Humbert Humbert has always had a fondness for nymphets as he calls them (girls in the 9 to 14 age range). Upon accepting a teaching position in New Hampshire, Humbert rents a room in the house of a single mother and his reasoning for this is frightening as all get out. Humbert has fallen head over heels in love with the mother’s teenage daughter, Dolores, whom he nicknames “Lolita.” Humbert tries desperately but cannot keep his passion hidden for long and finds himself in a doomed relationship with Lolita that will have dire consequences for everyone.


There are a couple of nice compliments I can give this movie. The first good thing comes in some of the stylistic choices. During a number of scenes in this movie, the film uses oddly framed shots that represent a paranoid state of mind that Humbert is inhabiting at that moment. I’ll admit that all of my problems with this movie are pretty much are the fault of the celebrated (and deeply controversial) source material. I really couldn’t get beyond the fact that what I was watching was monstrous. LOLITA plays itself off as a beautiful love story, disturbingly narrated by Humbert throughout the entire film. We hear his passionate speeches about Lolita and see friggin’ disturbing moments where the implications are downright stomach-churning. There are very few subjects in film that seem all around nasty to me, but pedophilia is one of these subjects. Pacing wise, the film also runs far too long by rushing through more interesting plot points in the first act and dragging out other moments to an unnecessarily dull degree.

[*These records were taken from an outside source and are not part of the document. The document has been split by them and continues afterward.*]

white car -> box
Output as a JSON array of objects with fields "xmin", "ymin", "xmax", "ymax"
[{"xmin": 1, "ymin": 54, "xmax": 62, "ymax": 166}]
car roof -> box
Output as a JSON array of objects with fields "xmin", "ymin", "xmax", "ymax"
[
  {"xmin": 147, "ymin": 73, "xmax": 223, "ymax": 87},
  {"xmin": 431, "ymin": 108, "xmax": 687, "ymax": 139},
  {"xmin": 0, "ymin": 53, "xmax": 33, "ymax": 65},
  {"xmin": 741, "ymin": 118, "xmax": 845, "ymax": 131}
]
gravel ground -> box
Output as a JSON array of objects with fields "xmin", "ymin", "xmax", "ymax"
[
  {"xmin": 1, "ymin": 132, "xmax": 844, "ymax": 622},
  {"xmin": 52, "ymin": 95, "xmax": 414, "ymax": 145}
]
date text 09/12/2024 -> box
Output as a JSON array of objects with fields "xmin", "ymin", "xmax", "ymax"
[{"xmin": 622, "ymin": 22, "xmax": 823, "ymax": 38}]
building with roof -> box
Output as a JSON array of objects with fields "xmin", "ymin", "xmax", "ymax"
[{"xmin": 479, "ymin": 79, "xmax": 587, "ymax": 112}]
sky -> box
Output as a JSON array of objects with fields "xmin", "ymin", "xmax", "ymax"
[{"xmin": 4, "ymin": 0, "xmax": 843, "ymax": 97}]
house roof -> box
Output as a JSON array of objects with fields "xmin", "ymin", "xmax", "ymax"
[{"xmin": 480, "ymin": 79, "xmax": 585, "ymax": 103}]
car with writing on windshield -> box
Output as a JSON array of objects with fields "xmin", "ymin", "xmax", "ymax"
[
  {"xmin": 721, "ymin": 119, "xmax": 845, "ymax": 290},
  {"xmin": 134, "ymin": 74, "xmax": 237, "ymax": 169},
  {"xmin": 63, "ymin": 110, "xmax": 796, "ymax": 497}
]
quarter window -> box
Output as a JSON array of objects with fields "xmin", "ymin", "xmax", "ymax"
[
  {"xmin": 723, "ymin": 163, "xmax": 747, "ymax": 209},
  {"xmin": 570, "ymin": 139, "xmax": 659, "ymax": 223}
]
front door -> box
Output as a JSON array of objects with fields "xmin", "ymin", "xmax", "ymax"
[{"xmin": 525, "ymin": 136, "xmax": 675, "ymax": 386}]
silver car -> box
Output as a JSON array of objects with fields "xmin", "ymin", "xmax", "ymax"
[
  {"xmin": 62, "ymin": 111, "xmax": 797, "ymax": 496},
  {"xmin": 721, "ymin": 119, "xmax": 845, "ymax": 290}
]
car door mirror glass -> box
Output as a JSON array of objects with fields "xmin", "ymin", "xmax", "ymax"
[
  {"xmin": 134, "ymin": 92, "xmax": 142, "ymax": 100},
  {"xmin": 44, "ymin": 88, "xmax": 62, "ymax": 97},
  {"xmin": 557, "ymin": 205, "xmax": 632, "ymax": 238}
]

Without a doubt, Jeremy Irons is a talented performer and has taken on some fantastic roles in the space of his career (though I’ll always know his voice as Scar in THE LION KING). He tries here. He really puts an honest effort into his performance, but he simply cannot make the character of Humbert Humbert into a likable character or someone who we want to watch for over two hours. Dominique Swan mercifully looks older than she actually was while filming this movie, but is insanely annoying as Lolita. I know that part of her “charm” to Humbert is her childlike innocence and smart-aleck sass, but I felt that the bratty kid was extremely over-the-top to the enth degree. Finally, there’s the second compliment I can give this film in the antagonist played by Frank Langella. Though he’s sadly absent for a majority of the screen time, Langella gives a brilliantly unhinged performance in the only stand-out great scene to come out of the whole film.


LOLITA is easily one of the most uncomfortable, unnerving films that I’ve ever sat through. Nearly all its problems seem to spring from the troubling source material which almost seems to be a pedophile wish-fulfillment book. Though the style of the film is definitely interesting in moments and Frank Langella delivers a really solid performance, the movie is far too long as a whole and really just plods along in its icky feelings (which seem to be unintentional). While some folks might be able to overlook the horrific nature of what’s going on here, I was never out of the woods in thinking that this was a sick movie based on a sick novel about a sick man.